義母と私と
「結婚祝いです」
「え?」
義母は他の部屋で遊ぶコウとミカさんのお子さんを呼んだ。
返事の後に駆けてくるミカさんのお子さんとその後ろからミカさんに連れられてコウが来た。
「なにー?」
ミカさんのお子さんが頭を傾げながら聞くと義母はまたスッと子どもたち一人一人にポチ袋を渡してきた。
「はい、お年玉」
「やった!おばあちゃんありがとう!」
口々にお礼を言うミカさんのお子さん、そして、義母はコウも近くに呼び、手渡してくれた。
同じようにしてくれるんだと思い少しうれしく思っていると、コウが受け取ったがお礼を言えてないことに気づいた。
「コウ、ありがとうだよ」
促したが黙ったままのコウ。
元々人見知りもあるが、挨拶ですらするのが苦手な子だ。
「ほら!」と、無理に頭を下げさせようとしたら義母が止めた。
「これから、ゆっくり仲良くなりましょう」
その言葉にゾクッとした。
嫌みなのか、本心なのか、わからなくて怖い。
そんなこと考えてるなんて思いもしないのだろう。
次にミカさんと私にポチ袋を渡してきた。
ミカさんは軽く「毎年ありがとー」と言っているので恒例なんだろうけど、何なのかわからない。
「ありがとう、ございます」
義母はそれからなにも言わなかった。
2時間ほど無言が続き、気まずい思いをしていたらミカさんが帰宅するというのを聞き、タツヤが便乗したので帰宅することができた。
家に帰ってからタツヤに結婚祝いとポチ袋の件を言うと軽く「よかったなー」くらいですまされそうになり引き留めた。
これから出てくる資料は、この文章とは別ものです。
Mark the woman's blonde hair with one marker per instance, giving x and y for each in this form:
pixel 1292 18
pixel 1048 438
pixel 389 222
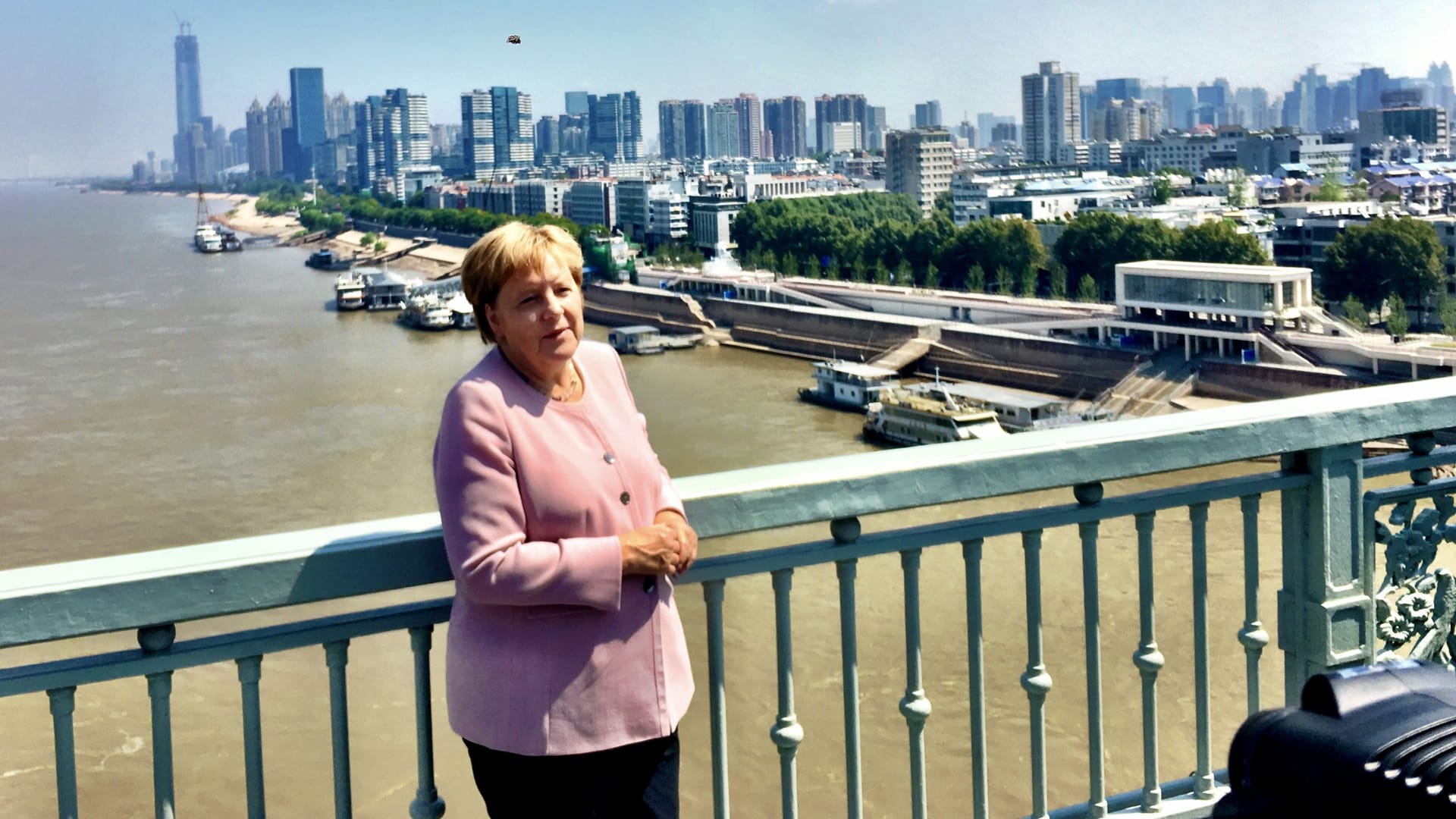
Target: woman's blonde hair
pixel 504 253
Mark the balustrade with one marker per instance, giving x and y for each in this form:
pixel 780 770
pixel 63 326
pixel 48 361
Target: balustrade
pixel 1331 610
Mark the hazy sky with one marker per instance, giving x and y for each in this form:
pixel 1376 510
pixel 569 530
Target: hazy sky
pixel 88 86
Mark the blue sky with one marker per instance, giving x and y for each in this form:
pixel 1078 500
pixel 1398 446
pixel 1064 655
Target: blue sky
pixel 89 85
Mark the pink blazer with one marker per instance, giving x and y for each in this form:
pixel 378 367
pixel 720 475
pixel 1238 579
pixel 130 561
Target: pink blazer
pixel 551 651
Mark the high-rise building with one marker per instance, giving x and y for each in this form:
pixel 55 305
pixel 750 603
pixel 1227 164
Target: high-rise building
pixel 306 101
pixel 1178 107
pixel 576 131
pixel 723 129
pixel 695 129
pixel 928 114
pixel 256 120
pixel 237 139
pixel 1052 111
pixel 1213 104
pixel 188 71
pixel 1305 101
pixel 1426 126
pixel 1119 88
pixel 478 133
pixel 919 164
pixel 548 139
pixel 1125 120
pixel 338 117
pixel 875 126
pixel 842 108
pixel 785 117
pixel 617 126
pixel 1005 131
pixel 672 129
pixel 514 133
pixel 750 124
pixel 986 127
pixel 369 140
pixel 1088 104
pixel 1369 83
pixel 419 127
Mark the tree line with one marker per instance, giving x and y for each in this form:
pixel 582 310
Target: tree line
pixel 877 237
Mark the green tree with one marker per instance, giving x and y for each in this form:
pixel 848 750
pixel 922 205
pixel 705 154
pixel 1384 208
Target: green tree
pixel 1388 256
pixel 789 264
pixel 1056 279
pixel 903 276
pixel 1094 243
pixel 1397 321
pixel 1356 312
pixel 1027 283
pixel 1219 242
pixel 943 205
pixel 976 279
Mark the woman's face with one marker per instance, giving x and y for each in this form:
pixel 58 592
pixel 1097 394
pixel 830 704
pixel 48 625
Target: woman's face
pixel 536 318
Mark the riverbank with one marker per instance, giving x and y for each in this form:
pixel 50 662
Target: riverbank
pixel 243 216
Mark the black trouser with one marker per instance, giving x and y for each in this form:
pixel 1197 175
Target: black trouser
pixel 634 781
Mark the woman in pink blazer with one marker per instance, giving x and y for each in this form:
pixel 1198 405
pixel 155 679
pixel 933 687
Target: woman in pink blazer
pixel 565 664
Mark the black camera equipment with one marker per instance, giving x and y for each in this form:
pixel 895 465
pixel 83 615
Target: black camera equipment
pixel 1375 741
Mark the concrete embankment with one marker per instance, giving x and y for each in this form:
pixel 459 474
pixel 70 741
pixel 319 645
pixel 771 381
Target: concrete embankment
pixel 1261 382
pixel 962 352
pixel 618 305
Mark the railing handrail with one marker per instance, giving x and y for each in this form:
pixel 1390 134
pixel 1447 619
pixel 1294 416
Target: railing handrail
pixel 175 585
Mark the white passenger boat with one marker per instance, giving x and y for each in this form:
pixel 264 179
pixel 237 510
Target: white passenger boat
pixel 207 240
pixel 848 385
pixel 647 340
pixel 348 292
pixel 463 314
pixel 913 419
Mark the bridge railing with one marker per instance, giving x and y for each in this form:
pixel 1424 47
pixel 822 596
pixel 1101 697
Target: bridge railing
pixel 1327 607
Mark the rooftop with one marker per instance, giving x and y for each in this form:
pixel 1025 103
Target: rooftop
pixel 1216 271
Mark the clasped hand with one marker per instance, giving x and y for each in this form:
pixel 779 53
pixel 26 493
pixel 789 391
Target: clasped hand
pixel 667 547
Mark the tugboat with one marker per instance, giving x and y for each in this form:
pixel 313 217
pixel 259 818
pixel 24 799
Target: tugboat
pixel 348 292
pixel 206 238
pixel 328 261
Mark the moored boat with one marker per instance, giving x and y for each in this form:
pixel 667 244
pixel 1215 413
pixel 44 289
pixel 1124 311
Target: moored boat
pixel 348 292
pixel 916 419
pixel 848 385
pixel 207 240
pixel 328 261
pixel 647 340
pixel 463 314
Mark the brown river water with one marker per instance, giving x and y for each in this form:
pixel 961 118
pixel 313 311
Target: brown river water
pixel 152 397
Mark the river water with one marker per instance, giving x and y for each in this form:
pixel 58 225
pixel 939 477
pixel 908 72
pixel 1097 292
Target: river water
pixel 152 397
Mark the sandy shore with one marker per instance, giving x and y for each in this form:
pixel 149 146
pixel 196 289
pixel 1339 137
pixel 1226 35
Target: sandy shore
pixel 433 261
pixel 243 218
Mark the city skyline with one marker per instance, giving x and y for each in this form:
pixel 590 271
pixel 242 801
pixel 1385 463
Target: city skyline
pixel 112 98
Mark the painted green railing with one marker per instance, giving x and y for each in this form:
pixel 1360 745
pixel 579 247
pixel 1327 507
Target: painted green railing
pixel 1327 607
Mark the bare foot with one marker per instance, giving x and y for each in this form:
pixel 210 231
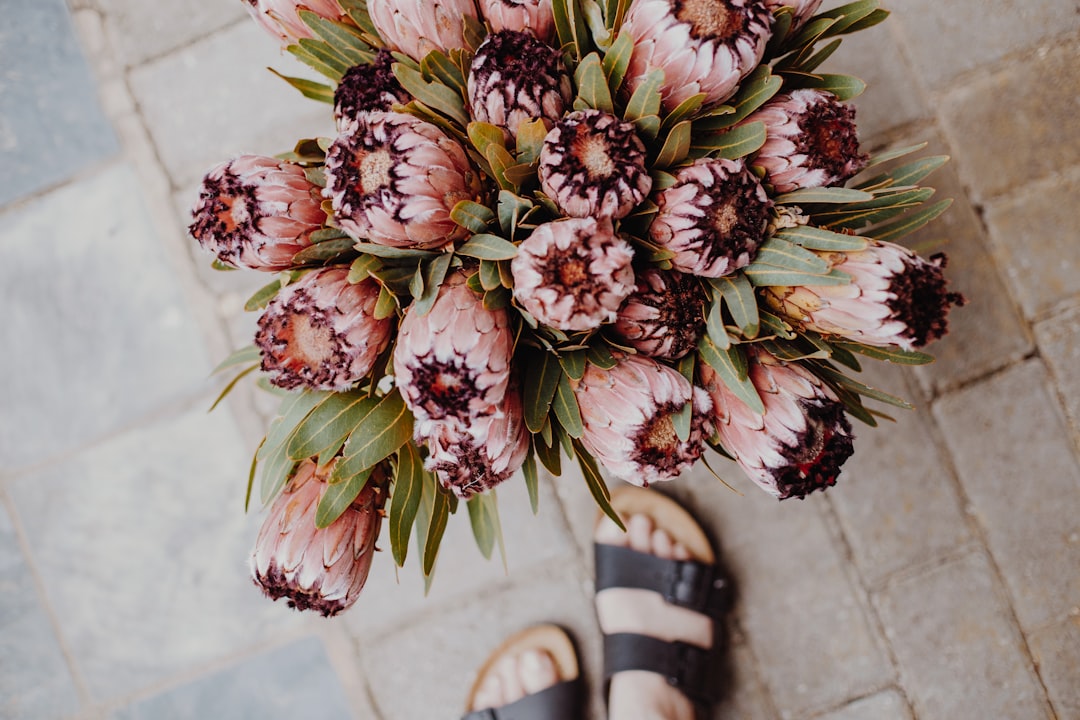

「いや、そうじゃなくて、何で今さら?それにこのポチ袋も!」
「え、普通にお祝いでしょ?結婚したんだし。今さらって言うけどあれから会う機会なかったじゃん。ポチ袋は姉さんもだけど、俺ももらってるよ、いくつになっても可愛い子どもだからって」
ぐっと言いたいことが全部喉でとまった。
なんで、わけがわからない。
「私は、あの人の子じゃない…」
これだけ、こぼれ落ちた。
その言葉にタツヤがムッとしたのが分かった。
「お前もそのくらい大事だってことだよ」
「でも…」
「そうやって、母さんの良心を疑うのやめてくれよ」
そう言ってタツヤはコウのもとに言って遊び始めた。
ポロポロ涙が出る。
なんで、こうなるのよ。
正月から、こんな話したくない。
「もう!」
コウの目につかないように台所のすみに行き、息を殺して泣いた。